With a topic we rarely find in poetry for children, Push-Pull Morning: Dog-Powered Poems about Matter and Energy by Lisa Westberg Peters brings science to a kid-friendly level. In 19 mostly free verse poems, a boy and his energetic dog explore eleven topics, including force, inertia, gravity, magnetism, friction, electricity, and more. Through routine pet care (walking, feeding, giving the dog a bath, taking the dog to the vet, and lots of play), the two friends demonstrate the science topics in a light-hearted manner that makes the concept relatable to younger readers. In the final poem “Paradox,” the boy ponders their existence in the vast universe as the two of them cuddle up to a story with Aunty Rose. Line drawings add humor and depict a comfortable boy-and-his-dog relationship. Appended pages of “Dog Powered Notes” delve more deeply into each science concept. This unique STEM title will enhance readers’ understanding of physical science and entertain them at the same time. (reviewed on NetGalley)
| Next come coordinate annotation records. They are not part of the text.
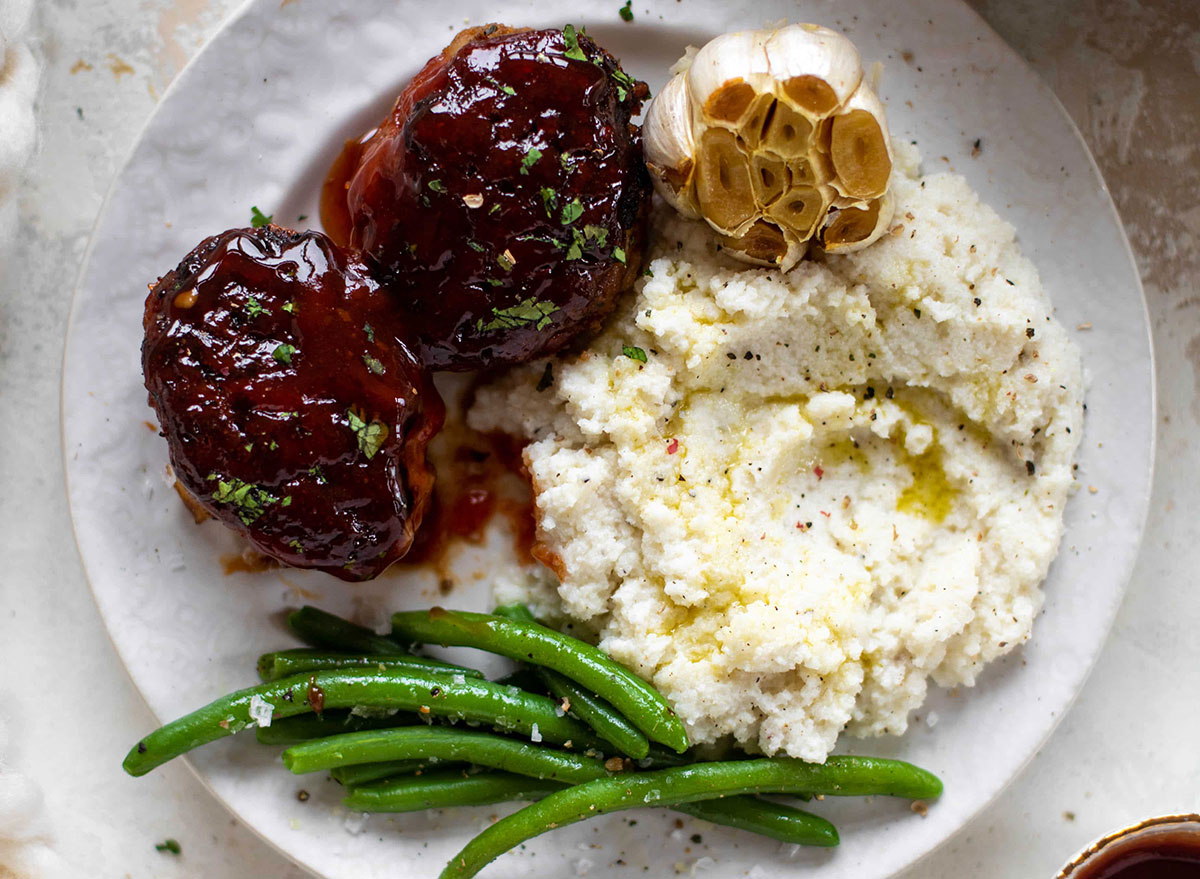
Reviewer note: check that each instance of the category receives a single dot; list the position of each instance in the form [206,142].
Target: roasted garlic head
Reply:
[775,141]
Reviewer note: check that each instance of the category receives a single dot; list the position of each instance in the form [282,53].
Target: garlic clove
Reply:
[756,120]
[859,147]
[726,76]
[765,244]
[852,226]
[801,209]
[670,147]
[787,132]
[723,181]
[817,69]
[768,177]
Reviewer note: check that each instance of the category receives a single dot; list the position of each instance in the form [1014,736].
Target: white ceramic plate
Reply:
[256,119]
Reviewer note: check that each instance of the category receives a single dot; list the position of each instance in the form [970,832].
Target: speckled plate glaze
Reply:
[256,119]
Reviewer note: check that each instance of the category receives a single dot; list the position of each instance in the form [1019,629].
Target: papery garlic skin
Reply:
[774,138]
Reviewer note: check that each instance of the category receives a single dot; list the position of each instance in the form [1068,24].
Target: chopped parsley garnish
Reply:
[576,250]
[582,239]
[529,312]
[532,156]
[573,43]
[371,435]
[283,353]
[251,500]
[501,87]
[624,83]
[597,233]
[571,213]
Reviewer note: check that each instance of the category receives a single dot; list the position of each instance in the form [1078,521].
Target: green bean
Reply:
[435,790]
[367,772]
[319,628]
[765,818]
[513,755]
[432,695]
[539,645]
[597,713]
[841,776]
[291,730]
[526,679]
[442,743]
[285,663]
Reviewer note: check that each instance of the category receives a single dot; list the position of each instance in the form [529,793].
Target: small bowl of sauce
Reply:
[1158,848]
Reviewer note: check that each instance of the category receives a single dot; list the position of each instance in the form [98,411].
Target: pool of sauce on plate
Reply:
[1151,856]
[475,483]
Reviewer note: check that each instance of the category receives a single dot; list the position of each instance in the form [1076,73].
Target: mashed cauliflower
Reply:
[821,490]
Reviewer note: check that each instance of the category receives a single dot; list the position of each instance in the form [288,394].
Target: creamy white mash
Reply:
[821,490]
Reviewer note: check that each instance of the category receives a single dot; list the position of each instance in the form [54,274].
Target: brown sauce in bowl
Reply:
[1159,849]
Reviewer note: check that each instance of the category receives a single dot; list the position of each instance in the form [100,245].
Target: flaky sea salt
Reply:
[261,710]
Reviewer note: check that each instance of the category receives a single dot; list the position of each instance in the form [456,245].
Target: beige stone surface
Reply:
[1128,72]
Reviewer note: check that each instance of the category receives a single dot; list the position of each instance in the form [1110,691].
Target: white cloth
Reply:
[18,88]
[25,841]
[27,848]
What makes a family? Two unlikely species in Finding Family by Laura Purdie Salas. In the spring, a pair of loons tend two eggs in a nest. Later when they find shards of eggshells and search for the chicks (perhaps eaten by predators?), they find only one. As it grows, however, it becomes apparent that it is not a loon - it is a mallard. Initially, the young duckling adopts loon-like behaviors. But as it matures, it manifests mallard behaviors as well. The spare lyrical text provides information about both species. The repeated phrase, “Nobody knows,” answers questions about the fate of the loon chicks and the future of the mallard duckling that can only be considered “animal mysteries.” Lovely digital illustrations in greens and blues of the woods and lake framed by a peach sky depict the tranquility of the setting. Appended material includes “Is this story true?” documenting the loon-mallard family on which this story is based, “intruder” behavior, a Venn diagram comparing loons and mallards, and sources and additional reading. Readers will be enchanted by this story. Their curiosity should lead them to further investigation about waterfowl and other adopted animal families. (reviewed on NetGalley)

In ZAP! CLAP! BOOM! The Story of a Thunderstorm, a rhyming poem by Laura Purdie Salas traces the development of a summertime thunderstorm. Children are playing outside on a “blue-forever” day when subtle changes to the air, clouds, and wind begin. Before long, heavy clouds loom and howling winds, “electric zigzags,” and rumbling thunder has sent everyone, including the animals, inside. The storm passes quickly, leaving a “dazzling, sparkling, fresher” Earth. The precise rhymes make the poem perfect for reading aloud. Artwork created three dimensionally with layered papers in rich colors fill the pages. A concluding section, “The Science Behind Storms,” presents facts about thunderstorms in reader-friendly text along with an invitation to enjoy the unfolding of a storm from a cozy spot inside. This book is an excellent choice for weather units in science and for rereading on a stormy spring day.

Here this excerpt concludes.